We are interested in how life emerges from collections of molecules, cells, and organisms; asking how bacterial cells grow, divide, and move; how collections of cells form patterns; and how and why discrete animal behaviors are generated by the brain. To answer these questions we combine physics-style experiments, advanced data analysis techniques, and theoretical modeling, and use tools from optics, computer vision, machine learning, and more.
Our group focuses primarily on two scales, the cellular and the organismal. On the cellular scale we ask how bacteria deal with a physical world, how they grow into the correct shape, how they sense their environments, and how they move in large groups to generate beautiful dynamical patterns. On the organismal scale, we study the behaviors of animals, asking in the worm, fly, fish, and mouse how behavioral patterns are performed and how they are controlled by the brain. Examples of current projects:
The proteins responsible for producing cell shape are typically several orders of magnitude small than the cell itself. We use a variety of different shaped cells (rod-shaped Escherichia coli; crescent-shaped Caulobacter crescentus; and corkscrew-shaped Spiroplasmas, Vibrio cholerae, and Helicobacter pylori) to study how nanometer-sized cell wall synthases produce a micron-sized cell wall. For this project, we have employed novel combinations of 3D imaging, imaging analysis, optical tweezers, and atomic force microscopy to discover that the biophysical interactions between specific cell-shape-determining polymeric proteins and the local geometry of the cell envelope contribute in crucial ways to the resultant cell shape. For our most recent work on these systems, see Morgenstein 2015, Nguyen “Methods in Molecular Biology” 2016, Ouzounov 2016, and Bartlett 2017.
Myxococcus xanthus is a fascinating social bacterium that forms large, structured groups containing up to a million cells in order to effectively hunt prey and form protective structures. To form these multi-cellular structures, these cells coordinate their motion along surfaces. We draw conclusions about the origins of this activity by studying the mechano-chemical properties of cell propulsion at the molecular scale (Wartel 2013, Balagam 2014, Czerwinski 2014), the production of large coherent forces by groups of cells (Sabass 2017), and the motion and biochemical state of thousands of individual cells at the population level by simultaneously tracking thousands of closely-packed cells (Thutupalli 2015).
Despite the recent explosion in our ability to characterize the basic molecular, cellular and genetic components of organisms, our understanding of their behaviors has advanced at a much slower pace. Underlying this discrepancy has been our inability to define what behaviors are and how they relate to an organism’s interactions with the world. We have developed technology to map the behavioral landscape of an animal and find the essential building blocks of behavior using state-of-the-art imaging and machine learning techniques. Using this platform we are currently investigating the temporal pattern of behaviors (Berman 2014, 2016), how sensory inputs are translated into behavioral outputs by the brain and neural-muscular systems (Nguyen PNAS 2016, 2017), and how interactions between individuals are used during social behaviors in multiple model neural and genetic model systems (Wang 2016, Klibaite 2017). We have recently received NIH funding for two exciting new projects on closed-loop behavioral interactions between courting individuals (with Murthy, Bialek, and Pillow), and neural mechanisms in the cerebellum involved in flexible and social behavior (with Wang and Pillow).

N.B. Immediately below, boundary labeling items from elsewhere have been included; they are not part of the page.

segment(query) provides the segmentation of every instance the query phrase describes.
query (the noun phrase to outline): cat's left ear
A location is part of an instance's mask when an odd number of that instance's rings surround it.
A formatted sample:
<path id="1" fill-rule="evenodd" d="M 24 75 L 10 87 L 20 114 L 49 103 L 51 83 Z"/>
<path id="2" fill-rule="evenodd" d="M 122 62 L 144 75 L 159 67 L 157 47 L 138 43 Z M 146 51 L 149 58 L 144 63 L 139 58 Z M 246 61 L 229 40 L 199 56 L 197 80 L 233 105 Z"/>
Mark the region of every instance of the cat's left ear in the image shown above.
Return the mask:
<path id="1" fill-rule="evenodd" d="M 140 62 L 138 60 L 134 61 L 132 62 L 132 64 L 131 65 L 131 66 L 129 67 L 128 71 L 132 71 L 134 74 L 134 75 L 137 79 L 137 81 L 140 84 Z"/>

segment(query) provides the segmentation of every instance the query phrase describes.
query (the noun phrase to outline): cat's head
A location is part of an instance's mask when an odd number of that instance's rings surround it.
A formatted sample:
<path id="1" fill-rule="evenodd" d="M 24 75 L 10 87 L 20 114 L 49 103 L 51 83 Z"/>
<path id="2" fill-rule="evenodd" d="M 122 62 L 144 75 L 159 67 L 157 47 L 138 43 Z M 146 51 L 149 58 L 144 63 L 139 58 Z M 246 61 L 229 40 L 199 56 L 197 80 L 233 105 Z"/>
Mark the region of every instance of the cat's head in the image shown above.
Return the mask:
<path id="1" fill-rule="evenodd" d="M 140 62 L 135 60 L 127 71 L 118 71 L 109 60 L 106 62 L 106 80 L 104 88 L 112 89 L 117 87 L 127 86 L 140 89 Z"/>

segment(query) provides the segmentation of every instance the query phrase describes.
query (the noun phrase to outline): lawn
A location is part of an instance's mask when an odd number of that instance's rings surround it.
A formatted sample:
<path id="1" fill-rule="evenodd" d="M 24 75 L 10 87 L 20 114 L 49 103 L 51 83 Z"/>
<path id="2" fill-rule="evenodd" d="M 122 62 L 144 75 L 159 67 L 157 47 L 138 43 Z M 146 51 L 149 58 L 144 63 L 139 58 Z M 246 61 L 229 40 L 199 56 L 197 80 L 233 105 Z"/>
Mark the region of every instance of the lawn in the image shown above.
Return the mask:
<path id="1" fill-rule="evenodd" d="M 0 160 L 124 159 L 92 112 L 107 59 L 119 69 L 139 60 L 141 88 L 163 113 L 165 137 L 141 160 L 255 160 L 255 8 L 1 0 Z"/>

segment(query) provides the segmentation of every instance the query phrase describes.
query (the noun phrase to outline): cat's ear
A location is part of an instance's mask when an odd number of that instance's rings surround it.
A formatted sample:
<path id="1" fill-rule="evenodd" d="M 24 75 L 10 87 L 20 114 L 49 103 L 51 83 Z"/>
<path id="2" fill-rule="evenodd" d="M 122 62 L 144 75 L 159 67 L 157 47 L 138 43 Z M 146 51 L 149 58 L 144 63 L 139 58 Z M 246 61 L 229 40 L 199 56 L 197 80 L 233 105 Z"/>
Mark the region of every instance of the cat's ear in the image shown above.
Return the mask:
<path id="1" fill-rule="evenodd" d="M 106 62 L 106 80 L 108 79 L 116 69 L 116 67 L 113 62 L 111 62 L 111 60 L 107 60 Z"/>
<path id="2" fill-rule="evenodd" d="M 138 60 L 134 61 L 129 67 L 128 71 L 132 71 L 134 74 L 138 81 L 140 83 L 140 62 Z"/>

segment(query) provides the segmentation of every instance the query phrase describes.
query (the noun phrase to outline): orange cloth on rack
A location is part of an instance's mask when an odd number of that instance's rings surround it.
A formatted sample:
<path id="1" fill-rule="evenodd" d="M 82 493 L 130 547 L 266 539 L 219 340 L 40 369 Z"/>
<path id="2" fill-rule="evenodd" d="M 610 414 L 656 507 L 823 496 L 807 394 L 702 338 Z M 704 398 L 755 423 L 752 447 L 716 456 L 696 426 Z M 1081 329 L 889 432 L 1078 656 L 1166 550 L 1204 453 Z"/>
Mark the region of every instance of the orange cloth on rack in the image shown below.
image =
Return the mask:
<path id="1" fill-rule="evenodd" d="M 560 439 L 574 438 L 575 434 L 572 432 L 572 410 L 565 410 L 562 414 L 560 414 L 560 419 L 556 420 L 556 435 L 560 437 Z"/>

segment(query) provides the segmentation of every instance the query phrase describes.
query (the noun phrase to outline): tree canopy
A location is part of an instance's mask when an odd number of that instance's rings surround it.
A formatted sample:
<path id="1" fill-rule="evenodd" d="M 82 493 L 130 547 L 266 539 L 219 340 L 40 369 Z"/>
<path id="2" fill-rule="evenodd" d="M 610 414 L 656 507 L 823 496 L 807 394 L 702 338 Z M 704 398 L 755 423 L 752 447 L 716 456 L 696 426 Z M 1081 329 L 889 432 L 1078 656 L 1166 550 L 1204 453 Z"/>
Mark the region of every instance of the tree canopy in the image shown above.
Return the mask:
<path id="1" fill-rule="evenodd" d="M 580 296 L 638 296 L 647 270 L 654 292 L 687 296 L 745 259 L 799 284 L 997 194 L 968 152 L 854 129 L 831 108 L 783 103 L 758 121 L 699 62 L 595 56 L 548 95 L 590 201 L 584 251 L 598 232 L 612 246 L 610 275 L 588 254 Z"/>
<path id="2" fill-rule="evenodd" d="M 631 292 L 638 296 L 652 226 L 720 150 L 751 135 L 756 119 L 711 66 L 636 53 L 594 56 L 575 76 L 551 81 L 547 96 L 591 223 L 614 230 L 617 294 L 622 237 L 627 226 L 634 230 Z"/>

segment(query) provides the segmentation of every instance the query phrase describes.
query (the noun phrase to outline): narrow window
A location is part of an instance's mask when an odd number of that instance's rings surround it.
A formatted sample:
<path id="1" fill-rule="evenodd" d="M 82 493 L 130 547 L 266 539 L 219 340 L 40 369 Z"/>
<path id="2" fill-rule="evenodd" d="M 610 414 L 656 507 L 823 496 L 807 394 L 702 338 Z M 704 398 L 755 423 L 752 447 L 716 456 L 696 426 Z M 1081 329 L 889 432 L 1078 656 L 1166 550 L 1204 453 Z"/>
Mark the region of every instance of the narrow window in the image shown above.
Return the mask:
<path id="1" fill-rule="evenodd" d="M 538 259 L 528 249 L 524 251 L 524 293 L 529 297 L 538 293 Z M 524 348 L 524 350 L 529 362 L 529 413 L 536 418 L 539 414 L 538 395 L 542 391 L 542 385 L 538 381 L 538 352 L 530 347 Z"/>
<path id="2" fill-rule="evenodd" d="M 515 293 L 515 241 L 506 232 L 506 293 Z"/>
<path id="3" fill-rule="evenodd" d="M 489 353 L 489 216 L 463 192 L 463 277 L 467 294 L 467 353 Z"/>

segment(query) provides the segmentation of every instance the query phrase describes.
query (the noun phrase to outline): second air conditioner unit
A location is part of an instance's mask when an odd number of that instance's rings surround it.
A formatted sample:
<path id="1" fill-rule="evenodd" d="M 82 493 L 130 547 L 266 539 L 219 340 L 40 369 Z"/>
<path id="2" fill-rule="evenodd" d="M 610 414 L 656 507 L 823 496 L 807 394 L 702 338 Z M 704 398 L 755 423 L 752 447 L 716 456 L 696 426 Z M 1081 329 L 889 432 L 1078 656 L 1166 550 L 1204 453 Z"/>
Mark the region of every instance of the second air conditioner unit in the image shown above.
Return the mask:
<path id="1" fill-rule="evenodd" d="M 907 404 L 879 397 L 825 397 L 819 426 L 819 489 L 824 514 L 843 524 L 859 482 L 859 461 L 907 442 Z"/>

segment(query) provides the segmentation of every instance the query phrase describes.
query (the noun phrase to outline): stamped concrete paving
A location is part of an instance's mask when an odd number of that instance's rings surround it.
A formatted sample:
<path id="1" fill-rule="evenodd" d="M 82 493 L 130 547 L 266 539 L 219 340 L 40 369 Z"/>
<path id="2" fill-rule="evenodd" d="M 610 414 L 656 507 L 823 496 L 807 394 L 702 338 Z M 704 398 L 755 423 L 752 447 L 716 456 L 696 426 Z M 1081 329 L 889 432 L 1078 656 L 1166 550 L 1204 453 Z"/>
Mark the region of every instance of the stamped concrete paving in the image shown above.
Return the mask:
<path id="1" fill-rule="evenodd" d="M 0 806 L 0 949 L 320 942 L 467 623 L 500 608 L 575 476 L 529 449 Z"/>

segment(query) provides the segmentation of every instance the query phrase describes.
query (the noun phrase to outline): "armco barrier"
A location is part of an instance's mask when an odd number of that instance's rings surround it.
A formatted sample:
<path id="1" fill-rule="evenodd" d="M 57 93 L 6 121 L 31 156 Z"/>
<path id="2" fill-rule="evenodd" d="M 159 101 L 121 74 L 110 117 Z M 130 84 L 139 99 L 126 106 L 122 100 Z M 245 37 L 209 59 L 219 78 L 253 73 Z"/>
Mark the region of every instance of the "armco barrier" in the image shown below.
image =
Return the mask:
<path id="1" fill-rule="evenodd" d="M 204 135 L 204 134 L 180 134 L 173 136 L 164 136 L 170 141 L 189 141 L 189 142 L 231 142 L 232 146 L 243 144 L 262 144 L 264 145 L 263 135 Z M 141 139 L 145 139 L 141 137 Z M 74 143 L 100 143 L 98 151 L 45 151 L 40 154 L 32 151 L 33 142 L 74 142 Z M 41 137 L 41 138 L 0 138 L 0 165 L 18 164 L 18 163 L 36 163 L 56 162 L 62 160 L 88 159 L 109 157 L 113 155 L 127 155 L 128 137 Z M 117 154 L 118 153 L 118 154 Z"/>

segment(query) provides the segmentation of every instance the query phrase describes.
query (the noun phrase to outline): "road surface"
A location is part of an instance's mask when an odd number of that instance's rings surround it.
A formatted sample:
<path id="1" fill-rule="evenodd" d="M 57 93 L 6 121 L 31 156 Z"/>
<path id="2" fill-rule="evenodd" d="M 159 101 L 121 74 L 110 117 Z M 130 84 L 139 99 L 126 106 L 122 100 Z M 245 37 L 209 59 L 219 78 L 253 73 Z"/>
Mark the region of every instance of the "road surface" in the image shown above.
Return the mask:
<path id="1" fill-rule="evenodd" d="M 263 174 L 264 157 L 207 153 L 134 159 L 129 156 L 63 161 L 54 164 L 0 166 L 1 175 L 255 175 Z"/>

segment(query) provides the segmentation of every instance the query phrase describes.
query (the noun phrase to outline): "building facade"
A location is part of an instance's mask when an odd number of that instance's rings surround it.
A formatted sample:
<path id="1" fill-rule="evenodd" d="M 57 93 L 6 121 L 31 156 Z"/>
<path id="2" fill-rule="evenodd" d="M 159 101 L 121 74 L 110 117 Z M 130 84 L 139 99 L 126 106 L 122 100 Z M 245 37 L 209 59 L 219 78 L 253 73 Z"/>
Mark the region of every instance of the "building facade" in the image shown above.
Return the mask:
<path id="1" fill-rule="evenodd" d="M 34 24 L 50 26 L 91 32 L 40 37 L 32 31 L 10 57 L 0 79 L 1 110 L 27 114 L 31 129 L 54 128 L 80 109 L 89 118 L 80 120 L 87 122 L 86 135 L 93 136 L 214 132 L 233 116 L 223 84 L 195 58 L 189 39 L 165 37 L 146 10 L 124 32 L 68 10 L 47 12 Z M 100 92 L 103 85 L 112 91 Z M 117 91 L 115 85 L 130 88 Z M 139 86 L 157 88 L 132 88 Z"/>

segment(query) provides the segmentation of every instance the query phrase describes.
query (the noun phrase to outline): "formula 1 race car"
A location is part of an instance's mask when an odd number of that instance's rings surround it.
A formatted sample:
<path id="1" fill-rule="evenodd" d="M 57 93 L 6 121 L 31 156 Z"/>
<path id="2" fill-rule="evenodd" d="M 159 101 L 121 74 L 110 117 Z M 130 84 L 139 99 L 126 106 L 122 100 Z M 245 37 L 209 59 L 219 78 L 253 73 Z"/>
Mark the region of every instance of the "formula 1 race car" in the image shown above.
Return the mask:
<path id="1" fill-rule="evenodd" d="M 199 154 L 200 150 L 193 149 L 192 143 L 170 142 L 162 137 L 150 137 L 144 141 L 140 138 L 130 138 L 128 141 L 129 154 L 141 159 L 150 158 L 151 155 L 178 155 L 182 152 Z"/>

Josh also dabbles in the physics of brass musical instruments, with particular interest in the design of historical valveless trumpets and horns. Baroque and early brass instruments lacked valves and were longer than their modern counterparts, using the very high harmonics to approximate the notes of a major scale. These designs are notoriously out of tune and even the best players with the strongest embouchures have trouble making them play well to the ears of modern audiences. However, there is some indication that historic instruments might play more in tune compared to modern reproductions. I have been using computer algorithms to alter the design of these historic horns to show that they can be made to play in tune to exacting precision with minor alterations to the bore profile. Our next steps are to explore whether historic instrument makers took advantage of these ideas.